Le CARES Act, les directives qui s’y rattachent, ainsi que la documentation des prêts qui l’accompagne contiennent de nombreuses dispositions qui soumettent les entreprises à un risque potentiel de contrôle et sanctions avec, en particulier, les certifications que l’entreprise doit faire dans le cadre du processus de demande de prêt, ainsi que des exigences légales pour la gestion des fonds alloués. Par exemple, afin de recevoir un prêt exonéré de remboursement dans le cadre du programme de protection des salaires pour les entreprises de tailles petites et moyennes (TPE et PME) (le « Paycheck Protection Program »), le demandeur doit certifier qu’il :

  • est admissible à recevoir un prêt selon les critères de la Small Business Administration (l’Administration Fédérale des Petites Entreprises) ;
  • comprend que l’exonération de remboursement de prêt sera accordée pour les dépenses en coûts salariaux, paiements d'intérêts hypothécaires, loyers et services couverts (eau, électricité etc.), et que seulement 25 % des dépenses peuvent être pour des coûts non salariaux ; et
  • n'est engagé dans aucune activité illégale.

Certaines certifications, plus vagues, sont encore plus inquiétantes. En particulier, le demander doit certifier que :

  • les informations et documents fournis en support de la demande de prêt sont véridiques et corrects à tous les égards ;
  • et que l'incertitude économique actuelle rend le prêt nécessaire pour soutenir la poursuite des activités de l’entreprise.

Selon les programmes d’aide, les candidats peuvent être confrontés à d'autres exigences qui créent des risques de contrôles et sanctions, telles que:

  • des interdictions de rachats d’actions ;
  • des limitations sur la rémunération des dirigeants ;
  • des limitations quant au nombre d’employés ;
  • des interdictions de licenciement ;
  • des opérations limitées à certaines industries.

De plus, les entreprises dans certains secteurs d’activités sont soumises à des restrictions spécifiques. Par exemple, les prêteurs financiers :

  • ne sont pas autorisés à facturer un taux d'intérêt supérieur à 4 % par an sur 10 ans ;
  • ne peuvent pas facturer des frais de prêt ou imposer des pénalités pour remboursement anticipé aux emprunteurs ;
  • sont tenus de recueillir les certifications de l'emprunteur et de vérifier la documentation montrant que les fonds ont été utilisés pour la paie et les dépenses couvertes.

En outre, pour que les prestataires de soins de santé reçoivent de l'argent de leurs fonds de secours, ils doivent attester qu’ils ont fourni des diagnostics, des tests ou des soins aux personnes présentant des cas possibles ou réels de Covid-19, que le paiement ne sera utilisé que pour prévenir et répondre au coronavirus et qu’ils ne demanderont le remboursement que des dépenses liées aux soins de santé ou des pertes de revenus imputables au coronavirus.

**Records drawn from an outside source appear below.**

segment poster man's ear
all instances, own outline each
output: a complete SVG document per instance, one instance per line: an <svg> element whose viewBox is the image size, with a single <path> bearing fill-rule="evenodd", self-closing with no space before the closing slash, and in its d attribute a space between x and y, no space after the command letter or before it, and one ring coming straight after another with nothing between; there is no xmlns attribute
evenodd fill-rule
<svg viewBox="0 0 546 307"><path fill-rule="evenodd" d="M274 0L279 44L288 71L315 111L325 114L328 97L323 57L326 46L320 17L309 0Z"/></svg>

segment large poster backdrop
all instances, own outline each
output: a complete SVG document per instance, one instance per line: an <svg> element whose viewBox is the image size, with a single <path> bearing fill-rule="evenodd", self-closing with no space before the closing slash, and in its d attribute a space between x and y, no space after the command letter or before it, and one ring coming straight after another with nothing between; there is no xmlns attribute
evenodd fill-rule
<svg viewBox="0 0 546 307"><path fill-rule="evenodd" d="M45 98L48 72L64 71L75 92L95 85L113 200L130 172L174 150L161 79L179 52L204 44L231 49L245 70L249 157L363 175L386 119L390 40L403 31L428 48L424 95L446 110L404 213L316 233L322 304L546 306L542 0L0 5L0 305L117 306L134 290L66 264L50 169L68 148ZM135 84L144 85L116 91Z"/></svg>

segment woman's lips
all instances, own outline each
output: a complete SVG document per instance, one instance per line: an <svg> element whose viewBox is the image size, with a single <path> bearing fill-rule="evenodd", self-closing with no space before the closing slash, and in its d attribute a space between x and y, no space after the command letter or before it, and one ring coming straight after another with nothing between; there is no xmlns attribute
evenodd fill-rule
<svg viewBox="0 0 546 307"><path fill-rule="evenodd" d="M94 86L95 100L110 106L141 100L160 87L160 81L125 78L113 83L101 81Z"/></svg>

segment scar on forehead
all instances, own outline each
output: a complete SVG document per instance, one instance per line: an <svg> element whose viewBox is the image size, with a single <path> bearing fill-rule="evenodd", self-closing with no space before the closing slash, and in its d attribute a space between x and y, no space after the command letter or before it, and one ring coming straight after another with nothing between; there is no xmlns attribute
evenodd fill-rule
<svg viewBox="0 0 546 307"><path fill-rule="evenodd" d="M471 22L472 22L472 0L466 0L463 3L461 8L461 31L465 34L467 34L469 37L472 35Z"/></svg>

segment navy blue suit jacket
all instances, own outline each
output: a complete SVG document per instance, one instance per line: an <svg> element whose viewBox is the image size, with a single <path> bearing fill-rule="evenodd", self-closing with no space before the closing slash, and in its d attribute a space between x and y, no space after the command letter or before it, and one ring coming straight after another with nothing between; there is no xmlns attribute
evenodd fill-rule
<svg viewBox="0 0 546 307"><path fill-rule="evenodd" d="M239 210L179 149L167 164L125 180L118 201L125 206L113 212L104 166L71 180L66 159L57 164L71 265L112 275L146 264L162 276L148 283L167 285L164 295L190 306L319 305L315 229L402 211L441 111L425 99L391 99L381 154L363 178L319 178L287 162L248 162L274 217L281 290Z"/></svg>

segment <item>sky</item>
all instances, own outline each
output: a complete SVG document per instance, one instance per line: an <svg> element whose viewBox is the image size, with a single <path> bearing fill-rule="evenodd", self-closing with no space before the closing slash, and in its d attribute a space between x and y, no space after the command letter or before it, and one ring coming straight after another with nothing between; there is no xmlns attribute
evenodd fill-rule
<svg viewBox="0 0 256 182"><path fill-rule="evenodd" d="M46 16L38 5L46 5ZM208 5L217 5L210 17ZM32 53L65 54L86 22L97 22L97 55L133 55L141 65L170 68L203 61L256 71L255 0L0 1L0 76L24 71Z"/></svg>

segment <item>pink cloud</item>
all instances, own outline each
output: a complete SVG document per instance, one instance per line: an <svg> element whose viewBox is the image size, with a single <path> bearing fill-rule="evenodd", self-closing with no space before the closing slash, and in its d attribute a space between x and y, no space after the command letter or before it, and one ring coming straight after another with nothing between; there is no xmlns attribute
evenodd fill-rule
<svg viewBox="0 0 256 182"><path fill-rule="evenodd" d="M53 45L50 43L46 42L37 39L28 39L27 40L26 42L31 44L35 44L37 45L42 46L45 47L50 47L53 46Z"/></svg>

Toutes les déclarations et certifications ci-dessus créent des risques d’audit ou d’enquête par le gouvernement américain des destinataires desdits fonds afin de s'assurer qu'ils respectent les exigences de la loi. Il existe également d’autres prescriptions légales, qui ne sont pas reproduites dans les certifications, et qui présentent des risques supplémentaires de contrôles et sanctions.